Jede dritte Kneipe vor dem Aus
In Nordrhein-Westfalen stehen wegen der Corona-Krise 13.000 Gastronomiebetriebe vor der Pleite, bundesweit sind es 70.000. Für viele Wirte rentiert sich das Geschäft nicht mehr.
BERLIN Mit den Lockerungen ist auch das Essen im Restaurant und das Bier in der Eckkneipe wieder möglich geworden. Doch die Wirte schauen gleichwohl mit großen Sorgen auf ihre aktuellen Abrechnungen. Wie der Deutsche Hotelund Gaststättenverband (Dehoga) ermittelte, geben 81,5 Prozent der Betriebe an, dass wirtschaftliches Handeln unter Berücksichtigung der Corona-Auflagen nicht möglich ist. „Auch nach Wiedereröffnung der Gastronomie kämpft die Branche ums Überleben“, sagte Dehoga-Präsident Guido Zöllick unserer Redaktion.
Allein in Nordrhein-Westfalen stehen 13.000 Gastronomiebetriebe vor dem Ruin, bundesweit sind es nach Einschätzung des Dehoga 70.000 und damit ein Drittel aller Betriebe.

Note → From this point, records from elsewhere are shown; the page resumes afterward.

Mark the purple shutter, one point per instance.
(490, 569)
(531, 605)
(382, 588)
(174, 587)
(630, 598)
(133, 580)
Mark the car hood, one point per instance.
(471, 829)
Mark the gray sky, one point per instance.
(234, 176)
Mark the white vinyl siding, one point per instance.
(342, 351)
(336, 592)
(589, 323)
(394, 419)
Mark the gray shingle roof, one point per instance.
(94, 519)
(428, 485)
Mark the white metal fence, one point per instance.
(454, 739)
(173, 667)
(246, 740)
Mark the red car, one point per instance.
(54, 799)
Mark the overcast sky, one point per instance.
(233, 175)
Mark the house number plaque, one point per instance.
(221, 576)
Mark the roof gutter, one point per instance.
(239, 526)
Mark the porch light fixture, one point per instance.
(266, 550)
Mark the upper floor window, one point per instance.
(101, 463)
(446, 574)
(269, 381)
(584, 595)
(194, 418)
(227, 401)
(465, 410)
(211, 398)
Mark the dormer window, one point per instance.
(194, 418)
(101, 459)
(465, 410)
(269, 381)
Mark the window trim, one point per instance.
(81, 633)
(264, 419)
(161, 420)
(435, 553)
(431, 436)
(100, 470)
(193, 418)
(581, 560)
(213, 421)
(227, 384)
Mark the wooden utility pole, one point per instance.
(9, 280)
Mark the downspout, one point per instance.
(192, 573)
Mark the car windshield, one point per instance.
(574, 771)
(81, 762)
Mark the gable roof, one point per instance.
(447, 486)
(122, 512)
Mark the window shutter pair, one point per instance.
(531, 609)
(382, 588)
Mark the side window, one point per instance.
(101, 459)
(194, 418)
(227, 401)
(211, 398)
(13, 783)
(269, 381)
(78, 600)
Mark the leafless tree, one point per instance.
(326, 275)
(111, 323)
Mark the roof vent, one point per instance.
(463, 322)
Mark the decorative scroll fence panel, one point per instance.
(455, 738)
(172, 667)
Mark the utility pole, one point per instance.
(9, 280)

Hunderttausende Arbeitsplätze seien in Gefahr. Nach wochenlangen Schließungen fehlten der Branche bis Ende Mai bereits 18 Milliarden Euro Umsatz. Und auch nach den Lockerungen lägen die Umsätze aufgrund der Abstandsgebote und der umfangreichen Schutzmaßnahmen 50 bis 70 Prozent unter den Vorjahreswerten.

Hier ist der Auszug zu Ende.